The study also showed that ACD needs further modifications if it is to achieve the goal of an RNV of less than 1000 mm3. Firstly, drilling must be made more accurate, so that the reamer can target the lesion more precisely, thus enabling removal of larger amounts of necrotic tissue. The amount of necrotic tissue actually removed was a mean percentage of only 71.87 % of the best possible removal (BPR). This significant difference between the achieved removal (AR) and the BPR is remarkable, considering that preoperative planning was carried out for all patients and surgery was performed under fluoroscopic guidance by an experienced surgeon. Therefore, preoperative planning must be implemented better during surgery to improve intraoperative evaluation of the drilling and tissue removal. The main challenge is that necrotic lesions can best be seen in MRI, whereas preoperative planning and intraoperative guidance are performed using X-rays. An option for improvement may be the use of a navigation system, which enables preoperative planning and intraoperative navigation with a MRI dataset.
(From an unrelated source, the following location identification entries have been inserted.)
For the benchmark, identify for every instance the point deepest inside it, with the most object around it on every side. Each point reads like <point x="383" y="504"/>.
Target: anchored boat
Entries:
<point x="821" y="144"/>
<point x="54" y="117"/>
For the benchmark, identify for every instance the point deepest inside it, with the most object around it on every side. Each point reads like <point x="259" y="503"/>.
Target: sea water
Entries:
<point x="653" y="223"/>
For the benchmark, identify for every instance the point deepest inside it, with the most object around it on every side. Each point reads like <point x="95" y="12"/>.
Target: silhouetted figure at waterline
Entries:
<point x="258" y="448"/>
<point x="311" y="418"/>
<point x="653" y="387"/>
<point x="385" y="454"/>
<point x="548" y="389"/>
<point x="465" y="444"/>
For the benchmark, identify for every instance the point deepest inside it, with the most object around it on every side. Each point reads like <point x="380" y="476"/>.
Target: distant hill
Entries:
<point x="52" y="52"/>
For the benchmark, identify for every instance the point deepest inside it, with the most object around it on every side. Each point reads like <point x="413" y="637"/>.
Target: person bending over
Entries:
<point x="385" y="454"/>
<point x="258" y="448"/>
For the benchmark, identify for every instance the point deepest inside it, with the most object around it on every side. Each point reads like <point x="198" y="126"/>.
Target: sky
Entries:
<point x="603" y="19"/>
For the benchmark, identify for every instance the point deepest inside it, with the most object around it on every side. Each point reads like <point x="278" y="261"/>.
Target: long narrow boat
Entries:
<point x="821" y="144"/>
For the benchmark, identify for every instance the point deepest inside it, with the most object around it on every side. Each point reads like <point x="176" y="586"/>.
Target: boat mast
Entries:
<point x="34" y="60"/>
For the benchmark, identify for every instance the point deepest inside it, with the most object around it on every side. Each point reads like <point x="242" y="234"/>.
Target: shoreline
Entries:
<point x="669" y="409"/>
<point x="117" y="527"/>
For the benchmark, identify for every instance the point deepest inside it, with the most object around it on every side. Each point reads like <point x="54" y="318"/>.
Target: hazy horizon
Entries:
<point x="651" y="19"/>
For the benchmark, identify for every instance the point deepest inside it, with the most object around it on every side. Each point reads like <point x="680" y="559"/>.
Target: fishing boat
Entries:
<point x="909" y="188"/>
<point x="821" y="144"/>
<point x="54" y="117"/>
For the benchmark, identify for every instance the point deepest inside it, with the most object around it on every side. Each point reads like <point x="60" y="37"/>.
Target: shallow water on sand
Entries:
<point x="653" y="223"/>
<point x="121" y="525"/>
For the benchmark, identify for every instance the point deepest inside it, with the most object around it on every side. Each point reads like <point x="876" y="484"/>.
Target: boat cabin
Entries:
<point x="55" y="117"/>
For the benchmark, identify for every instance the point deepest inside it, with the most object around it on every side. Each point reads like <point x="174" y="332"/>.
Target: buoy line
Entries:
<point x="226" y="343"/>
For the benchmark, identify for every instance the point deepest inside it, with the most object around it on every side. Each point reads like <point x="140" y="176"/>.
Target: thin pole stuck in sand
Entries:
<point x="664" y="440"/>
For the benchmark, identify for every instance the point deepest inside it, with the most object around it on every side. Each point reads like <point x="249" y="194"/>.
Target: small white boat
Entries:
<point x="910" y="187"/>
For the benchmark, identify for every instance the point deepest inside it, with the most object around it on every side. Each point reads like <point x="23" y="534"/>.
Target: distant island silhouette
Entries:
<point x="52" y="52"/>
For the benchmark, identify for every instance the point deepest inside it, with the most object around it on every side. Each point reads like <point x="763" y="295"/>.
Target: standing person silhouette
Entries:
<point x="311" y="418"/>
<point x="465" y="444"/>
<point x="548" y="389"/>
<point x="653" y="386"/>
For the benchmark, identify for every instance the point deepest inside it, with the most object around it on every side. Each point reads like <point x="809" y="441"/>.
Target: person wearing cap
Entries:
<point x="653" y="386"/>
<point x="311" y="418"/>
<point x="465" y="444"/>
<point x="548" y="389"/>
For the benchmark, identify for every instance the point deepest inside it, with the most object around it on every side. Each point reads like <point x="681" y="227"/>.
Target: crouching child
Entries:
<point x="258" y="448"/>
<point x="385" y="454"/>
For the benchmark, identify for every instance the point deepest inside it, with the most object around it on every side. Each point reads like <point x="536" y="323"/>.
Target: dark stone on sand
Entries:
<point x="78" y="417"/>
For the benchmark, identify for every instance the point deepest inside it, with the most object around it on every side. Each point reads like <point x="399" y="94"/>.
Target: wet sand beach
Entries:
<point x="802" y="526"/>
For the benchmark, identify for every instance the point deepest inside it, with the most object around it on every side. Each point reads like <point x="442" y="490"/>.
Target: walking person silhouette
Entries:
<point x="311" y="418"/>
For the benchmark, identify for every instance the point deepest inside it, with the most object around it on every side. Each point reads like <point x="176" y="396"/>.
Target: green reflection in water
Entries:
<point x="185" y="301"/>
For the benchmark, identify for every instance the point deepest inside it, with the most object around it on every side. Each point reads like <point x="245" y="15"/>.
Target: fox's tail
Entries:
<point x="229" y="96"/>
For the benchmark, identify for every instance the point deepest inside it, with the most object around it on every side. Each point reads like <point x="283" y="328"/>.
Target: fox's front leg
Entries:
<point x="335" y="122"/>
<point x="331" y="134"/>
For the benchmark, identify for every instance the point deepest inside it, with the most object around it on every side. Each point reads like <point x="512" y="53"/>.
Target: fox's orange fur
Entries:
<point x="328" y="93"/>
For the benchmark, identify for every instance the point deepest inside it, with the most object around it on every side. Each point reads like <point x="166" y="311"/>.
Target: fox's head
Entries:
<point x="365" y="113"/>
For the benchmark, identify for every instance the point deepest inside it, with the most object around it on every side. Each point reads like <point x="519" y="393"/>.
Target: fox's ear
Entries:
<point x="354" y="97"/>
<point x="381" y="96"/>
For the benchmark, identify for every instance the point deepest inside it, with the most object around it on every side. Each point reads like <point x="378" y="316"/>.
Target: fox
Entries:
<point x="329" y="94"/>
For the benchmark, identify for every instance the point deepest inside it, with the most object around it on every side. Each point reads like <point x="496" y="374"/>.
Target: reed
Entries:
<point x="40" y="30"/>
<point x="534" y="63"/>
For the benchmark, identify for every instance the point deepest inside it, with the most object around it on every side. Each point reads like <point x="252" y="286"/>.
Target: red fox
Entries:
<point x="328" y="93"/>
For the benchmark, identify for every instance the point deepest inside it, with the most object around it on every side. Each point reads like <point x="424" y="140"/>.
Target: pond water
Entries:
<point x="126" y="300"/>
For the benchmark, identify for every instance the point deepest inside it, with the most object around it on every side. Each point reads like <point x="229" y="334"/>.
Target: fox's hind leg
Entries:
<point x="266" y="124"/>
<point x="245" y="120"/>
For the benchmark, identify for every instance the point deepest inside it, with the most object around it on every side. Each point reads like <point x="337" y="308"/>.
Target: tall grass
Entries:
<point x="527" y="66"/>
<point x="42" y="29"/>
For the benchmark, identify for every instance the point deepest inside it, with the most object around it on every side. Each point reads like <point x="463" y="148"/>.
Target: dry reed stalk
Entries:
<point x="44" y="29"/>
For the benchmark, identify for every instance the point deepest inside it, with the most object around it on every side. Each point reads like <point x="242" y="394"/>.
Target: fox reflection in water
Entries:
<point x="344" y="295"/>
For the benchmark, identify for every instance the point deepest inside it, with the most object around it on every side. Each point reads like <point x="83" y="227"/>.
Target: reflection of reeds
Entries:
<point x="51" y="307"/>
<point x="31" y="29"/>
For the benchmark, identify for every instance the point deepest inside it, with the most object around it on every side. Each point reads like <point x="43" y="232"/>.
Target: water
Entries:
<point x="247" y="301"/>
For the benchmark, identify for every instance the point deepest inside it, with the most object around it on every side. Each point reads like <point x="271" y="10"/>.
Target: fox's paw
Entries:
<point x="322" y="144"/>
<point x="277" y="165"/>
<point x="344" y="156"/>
Secondly, the shape of the reamer needs to be re-designed. Our simulation of the best possible removal showed that the current shape of the X-REAM® would miss the target of complete removal in every case. Even if the positive correlation between the defect size and the minimum remaining necrotic volume (MRNV) suggests that the instrument just needs to be larger, an alteration to the size would not be sufficient. The main problem is that in order to remove the necrotic tissue, it is necessary to turn the X-REAM® around 360°. But a 360° turn can cause the reamer to make contact with cortical bone on one side although the necrotic tissue to be removed is on the other side. This means that the reamer has to be stopped before complete removal can be achieved to avoid damaging the cortical bone.

The study has some limitations. First, patients with stage 2 and 3 lesions according to the ARCO classification have been included in the study. This may affect the results, as it is known that stage 3 lesions have a worse outcome in comparison to stage 2 [15]. A second limitation is that as complete removal was not achieved, it was not possible to evaluate the effect of complete removal. Finally, the study lacks a control group treated by conventional core decompression.

Conclusion

The success of ACD depends on the RNV. To achieve the goal of almost complete removal of the necrotic tissue with an RNV of less than 1000 mm3, further efforts must be made to improve the technique of tissue removal, preferably in a minimally invasive manner.